А вот что скажете об этом?

Однако странным в Токио кажется не только мусор, кружащийся на Гиндзе. Иногда с удивительными вещами, противоречащими здравому смыслу, можно столкнуться в ночном трамвае. К чему, например, красный и синий трамваи, едущие по безлюдным улицам, останавливаются на остановках, где нет ни души? Если вы не верите мне, как и в случае с бумажным мусором, возьмите и проверьте, хоть сегодня ночью. Особенно часто это случается на линиях Досака и Сугамо, хотя трамваи там совершенно такие же, как и везде. Да вот взять хотя бы недавний случай.

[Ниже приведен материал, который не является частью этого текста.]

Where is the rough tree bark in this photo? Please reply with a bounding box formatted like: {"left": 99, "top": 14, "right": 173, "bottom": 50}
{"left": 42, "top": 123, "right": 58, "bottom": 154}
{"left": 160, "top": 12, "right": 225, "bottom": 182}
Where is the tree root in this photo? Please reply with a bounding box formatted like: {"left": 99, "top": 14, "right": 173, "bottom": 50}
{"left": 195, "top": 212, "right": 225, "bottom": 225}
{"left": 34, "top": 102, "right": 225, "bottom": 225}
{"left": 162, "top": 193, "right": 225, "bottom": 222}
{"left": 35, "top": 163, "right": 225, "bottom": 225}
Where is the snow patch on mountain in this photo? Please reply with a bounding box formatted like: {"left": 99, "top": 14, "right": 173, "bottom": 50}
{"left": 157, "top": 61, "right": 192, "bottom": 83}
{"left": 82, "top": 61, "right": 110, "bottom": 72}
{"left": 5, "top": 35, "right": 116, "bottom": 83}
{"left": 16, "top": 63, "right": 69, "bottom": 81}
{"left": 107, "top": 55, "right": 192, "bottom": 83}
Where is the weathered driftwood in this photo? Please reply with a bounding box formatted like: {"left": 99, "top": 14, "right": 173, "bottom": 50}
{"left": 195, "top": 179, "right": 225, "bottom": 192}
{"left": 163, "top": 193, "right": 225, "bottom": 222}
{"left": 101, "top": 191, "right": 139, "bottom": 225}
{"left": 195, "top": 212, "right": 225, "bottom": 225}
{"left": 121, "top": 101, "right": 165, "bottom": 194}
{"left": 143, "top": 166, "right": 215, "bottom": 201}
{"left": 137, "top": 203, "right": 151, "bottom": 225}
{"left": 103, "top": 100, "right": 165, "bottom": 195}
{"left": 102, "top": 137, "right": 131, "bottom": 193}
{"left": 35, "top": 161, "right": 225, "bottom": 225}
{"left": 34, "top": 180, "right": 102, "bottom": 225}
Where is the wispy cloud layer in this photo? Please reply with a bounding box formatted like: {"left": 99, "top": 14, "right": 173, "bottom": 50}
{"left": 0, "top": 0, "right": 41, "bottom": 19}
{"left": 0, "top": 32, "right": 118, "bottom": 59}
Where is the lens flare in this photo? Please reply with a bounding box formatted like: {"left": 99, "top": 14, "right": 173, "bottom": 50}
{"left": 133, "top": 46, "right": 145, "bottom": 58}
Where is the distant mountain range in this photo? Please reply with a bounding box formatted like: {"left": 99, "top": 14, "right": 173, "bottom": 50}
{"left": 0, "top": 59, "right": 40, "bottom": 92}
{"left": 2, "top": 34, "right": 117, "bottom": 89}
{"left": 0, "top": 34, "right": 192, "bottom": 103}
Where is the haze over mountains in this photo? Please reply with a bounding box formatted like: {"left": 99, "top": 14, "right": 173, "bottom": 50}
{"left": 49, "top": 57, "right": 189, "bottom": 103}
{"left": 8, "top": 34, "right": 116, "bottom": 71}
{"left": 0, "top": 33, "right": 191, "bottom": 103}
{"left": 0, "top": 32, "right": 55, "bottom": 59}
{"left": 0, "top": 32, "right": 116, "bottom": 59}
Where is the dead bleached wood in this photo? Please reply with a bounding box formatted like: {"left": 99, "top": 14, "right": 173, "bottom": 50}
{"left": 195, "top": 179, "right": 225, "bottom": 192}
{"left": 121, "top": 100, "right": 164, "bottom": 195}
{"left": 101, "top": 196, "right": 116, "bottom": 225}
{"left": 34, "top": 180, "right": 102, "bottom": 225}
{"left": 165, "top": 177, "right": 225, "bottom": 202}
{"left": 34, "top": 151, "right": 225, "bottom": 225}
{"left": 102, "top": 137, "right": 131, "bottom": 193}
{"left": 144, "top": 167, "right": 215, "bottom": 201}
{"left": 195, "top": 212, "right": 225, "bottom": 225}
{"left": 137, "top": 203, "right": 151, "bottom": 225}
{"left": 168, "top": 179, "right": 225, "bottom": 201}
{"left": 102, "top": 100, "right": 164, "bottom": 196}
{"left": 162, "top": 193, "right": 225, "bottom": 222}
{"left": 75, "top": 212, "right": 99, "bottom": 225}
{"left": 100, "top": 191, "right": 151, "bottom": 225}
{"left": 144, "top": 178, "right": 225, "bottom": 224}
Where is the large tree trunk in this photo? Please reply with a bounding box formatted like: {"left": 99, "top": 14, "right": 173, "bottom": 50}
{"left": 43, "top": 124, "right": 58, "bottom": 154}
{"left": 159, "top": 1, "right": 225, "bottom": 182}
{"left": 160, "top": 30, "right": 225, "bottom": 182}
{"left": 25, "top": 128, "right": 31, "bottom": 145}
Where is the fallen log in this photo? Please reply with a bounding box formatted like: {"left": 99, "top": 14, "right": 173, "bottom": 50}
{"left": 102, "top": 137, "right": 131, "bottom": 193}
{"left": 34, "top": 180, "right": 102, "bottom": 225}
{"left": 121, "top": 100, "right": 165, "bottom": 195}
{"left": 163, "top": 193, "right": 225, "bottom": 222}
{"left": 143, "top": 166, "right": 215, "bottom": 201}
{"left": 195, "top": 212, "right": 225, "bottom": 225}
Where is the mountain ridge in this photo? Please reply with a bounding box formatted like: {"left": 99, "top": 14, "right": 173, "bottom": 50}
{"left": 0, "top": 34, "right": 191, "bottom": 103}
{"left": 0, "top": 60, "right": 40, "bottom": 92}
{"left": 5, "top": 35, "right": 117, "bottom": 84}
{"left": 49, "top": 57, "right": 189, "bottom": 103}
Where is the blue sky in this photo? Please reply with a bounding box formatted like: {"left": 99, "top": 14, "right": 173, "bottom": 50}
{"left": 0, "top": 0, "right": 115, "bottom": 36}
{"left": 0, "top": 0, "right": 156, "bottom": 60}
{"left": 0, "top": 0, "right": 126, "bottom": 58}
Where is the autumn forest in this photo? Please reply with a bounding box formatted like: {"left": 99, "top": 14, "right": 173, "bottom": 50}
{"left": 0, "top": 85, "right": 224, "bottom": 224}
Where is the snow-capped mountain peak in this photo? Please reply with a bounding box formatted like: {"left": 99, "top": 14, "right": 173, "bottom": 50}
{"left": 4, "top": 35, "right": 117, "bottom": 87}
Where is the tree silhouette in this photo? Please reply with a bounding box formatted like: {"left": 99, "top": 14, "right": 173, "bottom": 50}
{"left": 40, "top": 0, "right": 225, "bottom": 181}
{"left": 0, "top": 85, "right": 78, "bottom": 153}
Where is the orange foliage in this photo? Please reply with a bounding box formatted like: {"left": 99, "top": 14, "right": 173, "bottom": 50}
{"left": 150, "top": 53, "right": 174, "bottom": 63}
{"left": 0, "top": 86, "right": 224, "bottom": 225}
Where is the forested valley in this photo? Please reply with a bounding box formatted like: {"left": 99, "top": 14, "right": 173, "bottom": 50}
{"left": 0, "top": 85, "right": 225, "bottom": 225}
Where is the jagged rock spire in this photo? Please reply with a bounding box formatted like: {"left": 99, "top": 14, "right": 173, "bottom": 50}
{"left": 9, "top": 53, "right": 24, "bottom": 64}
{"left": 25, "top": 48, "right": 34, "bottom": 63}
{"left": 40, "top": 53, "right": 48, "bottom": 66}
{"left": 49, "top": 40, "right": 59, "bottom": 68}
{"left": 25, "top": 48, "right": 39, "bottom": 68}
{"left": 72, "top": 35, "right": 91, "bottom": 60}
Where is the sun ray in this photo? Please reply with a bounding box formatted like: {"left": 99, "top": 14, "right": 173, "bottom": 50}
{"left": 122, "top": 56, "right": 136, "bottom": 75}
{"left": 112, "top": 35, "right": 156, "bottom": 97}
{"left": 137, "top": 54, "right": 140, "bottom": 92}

Дней пять назад ночью красный трамвай, на котором я ехал, остановился как раз у Дангосакаситэ на линии Досака, хотя на остановке не было ни одного человека. Причём кондуктор, дёргая за верёвку звонка, наполовину высунулся из вагона и, как обычно, крикнул: "Есть кто-нибудь на посадку?" Я сидел неподалёку от него и сразу же выглянул в окно. И что же? Ни у столба на остановке, ни на широкой улице, где все двери домов были закрыты, не оказалось ни души. Лишь луна тускло светила сквозь лёгкую дымку. "Странно!" - подумал я, кондуктор дёрнул за верёвку, и трамвай поехал. Однако я продолжал глядеть в окно, и, по мере того как мы отъезжали, мне стало казаться, что в лунном свете маячат, всё уменьшаясь, человеческие тени. Возможно, это игра моего больного воображния, но зачем же тогда кондуктор красного трамвая, мчавшегося вперёд, остановил его там, где не было людей? И притом такое случалось не только со мной, но и с несколькими моими приятелями. Так что вряд ли можно сказать, что кондуктор в тот раз просто спросонья остановил трамвай. Один из знакомых рассказывал мне, что однажды он одёрнул кондуктора: "Не видишь, что ли? Никого нет!" Кондуктор же изумлённо возразил: "А я думал, там полно народу"
(Рюноскэ Акутагава, "Ведьма")

Кста, речь в рассказе идёт о пригородном трамвае - такие и сейчас курсируют кое-где в Японии, и именно на таком едет навстречу закату Тихиро со своми спутниками. Я даже включил похожие поезда в два вагона в роман, который сейчас пишу.